Elle possède de nombreuses espèces et s’hybride aisément. D’ailleurs, plusieurs espèces de consoude existante ne sont pas encore délimitées à ce jour.

Le nom « consoude » est inventé en 1265, il provient du latin « consolida » qui est un dérivé de « consolidare ». La signification du mot c’est « consolider » ou « affermir ». La plante a été nommée ainsi, car elle est connue pour cicatriser les plaies et consolide les fractures.

Le terme « Symphytum » dont la plante est affublée possède également la même signification. Par contre, ce terme n’est utilisé qu’à partir de 1753.

On ne connait pas réellement sa terre d’origine, mais on sait que la consoude est surtout présente en Europe (France et Russie) et en Asie (Chine et Asie centrale).

Comment reconnaitre la consoude ?

En France, la consoude est une plante commune qui pousse partout. À l’état sauvage, elle se développe principalement dans les zones humides comme les fossés et les bords de mer. Facile à cultiver, elle a toutefois tendance à coloniser rapidement les lieux.

La consoude mesure entre 30 et 130 cm (80 cm en moyenne). Elle est reconnaissable en premier lieu par ses grandes feuilles lancéolées, velues et épaisses pouvant atteindre 40 cm de long et 15 cm de large. C’est d’ailleurs à cause de ses grandes feuilles que la consoude a hérité du nom « Oreille d’âne » et de « Langue de vache ».

Cette plante possède des fleurs groupées en cyme scorpioides qui peuvent être de différentes couleurs (généralement roses ou pourpres, clair à foncé). On peut également trouver des espèces avec des fleurs jaune pâle.

Quant à ses fruits, ils sont lisses et brillants. Ils se composent en 4 akènes.
Ses racines, elles, se développent très profondément dans le sol et peuvent atteindre jusqu’à 1,80 m.

Attention, on confond facilement les feuilles de consoude avec celles de la digitale. La différence est perceptible au toucher. Le premier a des feuilles très rêches tandis que les digitales ont des feuilles douces. Rappelons que ces dernières sont toxiques : elles possèdent de puissants cardiotoniques qui peuvent mener à la mort en cas d’ingestion

Ses propriétés et ses bienfaits

En médecine thérapeutique, la consoude est recommandée en cas de cassures d’os, d’entorse, de déchirure d’un ligament/muscle. Ces vertus de guérison sont surtout dues à la présence de l’allantoïne qui stimule la multiplication cellulaire.

Mais la consoude n’est pas uniquement un produit thérapeutique.

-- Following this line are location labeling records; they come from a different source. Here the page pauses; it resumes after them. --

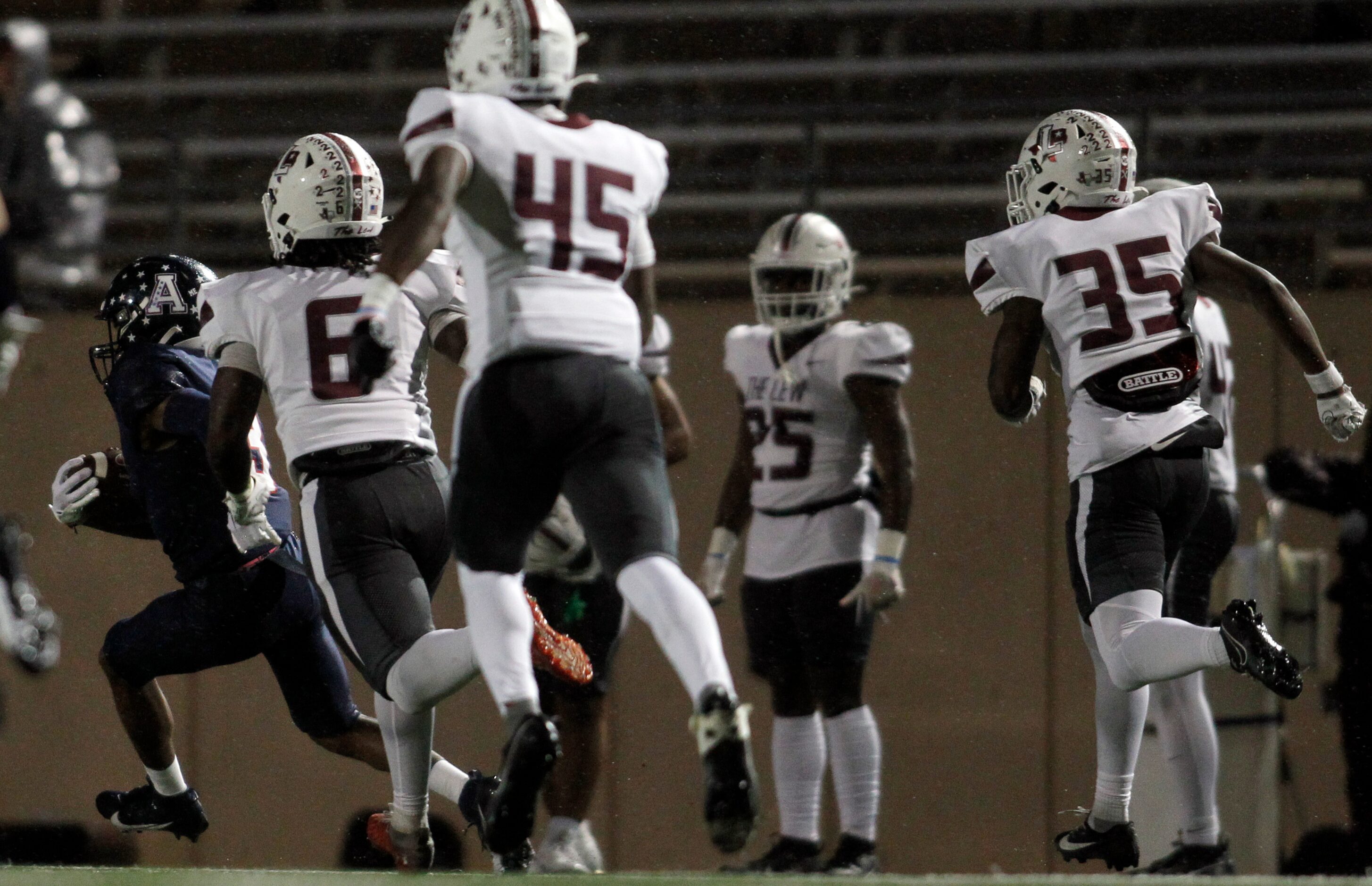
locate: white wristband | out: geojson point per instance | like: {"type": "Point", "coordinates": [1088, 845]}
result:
{"type": "Point", "coordinates": [722, 543]}
{"type": "Point", "coordinates": [891, 545]}
{"type": "Point", "coordinates": [1327, 382]}
{"type": "Point", "coordinates": [379, 294]}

Il peut aussi servir dans l’agriculture biologique en tant qu’engrais végétal.

Comment l’utiliser ?

Un cataplasme de feuilles et de racines de consoude s’applique sur la zone du corps qui souffre. Vous pouvez aussi laisser poser une compresse imbibé d’infusion ou de teinture diluée.

Le macérât huileux qui est obtenu à partir des feuilles est également efficace en application externe. Massez doucement la zone douloureuse avec l’huile.

En cuisine, les jeunes feuilles peuvent agrémenter une salade. Les feuilles plus vieilles se cuisinent comme les épinards. Dans les deux cas la plante est riche en glucides.

Dangers et contre-indication

Il convient de signaler que la consommation de la consoude n’est pas sans risque. Cette plante contient des « alcaloïdes pyrrolizidiniques » surtout dans les racines. En principe, ces alcaloïdes ne sont pas toxiques. Toutefois, au contact du foie, ces alcaloïdes se transforment en substance qu’on appelle des dérivés pyrroliques. Ces derniers sont toxiques. Ils détruisent les veines du foie et peuvent conduire à une maladie veino-occlusive hépatique.

Ainsi, une consommation modérée est nécessaire. L’avis d’un professionnel est nécessaire avant de démarrer tout traitement.